The silent majority who never report anything
For every player who files a report, a large number simply hit the problem, sigh, and close the game. They do not owe you a bug report, and most will not write one. The failures that churn the most players are therefore the ones least likely to ever reach your inbox, which is a deeply unfair feedback loop: the worse the bug, the quieter it tends to be.
The only way out of that loop is to stop depending on goodwill. When every crash is recorded automatically, the silent majority become data. You finally see the failure that is quietly costing you installs, ranked by how often it actually happens rather than by who happened to be patient enough to complain.
Why “it works on my machine” is a trap
Your development machine is the single least representative device your game will ever run on. It is the one configuration guaranteed to work, because you built and tested the game on it. Your players live out on the long tail of GPUs, drivers, operating-system versions, resolutions, and background software, and that long tail is exactly where the failures you never reproduce are hiding.
This is why local testing, however thorough, has a hard ceiling. You cannot own every device, and you cannot imagine every combination. Field data closes that gap by letting the failures come to you with the configuration attached, so a crash that only happens on one driver version stops being a mystery and becomes a one-line filter.
Deciding with data
To make the call with confidence, let grouping fold identical failures into signatures rather than dropping errors you might need. The foundation is failures captured with full context, grouped so you can see how many players each one hits, and tied to builds so you can see what changed and when. With that, the decision stops being a debate about opinions and becomes a reading of the numbers.
This is what lets a small team act decisively under pressure. Whether the answer is one option, the other, or both in sequence, it is grounded in what is actually happening to your players rather than in whoever argues hardest. And because failures stay tied to builds, you can confirm afterwards that the choice was right.

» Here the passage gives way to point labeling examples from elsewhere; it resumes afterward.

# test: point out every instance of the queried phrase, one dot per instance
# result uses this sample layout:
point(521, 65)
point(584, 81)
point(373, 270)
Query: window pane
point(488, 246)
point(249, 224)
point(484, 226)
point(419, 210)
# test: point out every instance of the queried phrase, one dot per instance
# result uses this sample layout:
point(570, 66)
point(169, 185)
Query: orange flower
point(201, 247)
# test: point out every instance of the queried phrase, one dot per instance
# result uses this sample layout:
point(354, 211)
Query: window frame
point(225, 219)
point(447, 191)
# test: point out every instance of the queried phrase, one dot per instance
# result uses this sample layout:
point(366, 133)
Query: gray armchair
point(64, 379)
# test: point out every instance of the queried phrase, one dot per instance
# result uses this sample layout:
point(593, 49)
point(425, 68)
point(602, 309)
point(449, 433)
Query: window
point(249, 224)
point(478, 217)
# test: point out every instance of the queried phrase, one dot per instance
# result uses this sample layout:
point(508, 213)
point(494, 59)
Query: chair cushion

This is where a tool like Bugnet earns its place. Its SDK captures every failure automatically with the full stack trace plus device, OS, memory, build, and game-state context, folds identical failures into one grouped issue with an occurrence count, and ties each to the build it happened on. The result is that the abstract idea above stops being theory and becomes a ranked list you work down — the worst problem first, verified fixed when its signature disappears from the next release.
Most of the failures hurting your game are silent. The first job is making them visible; the fixes get a lot easier after that.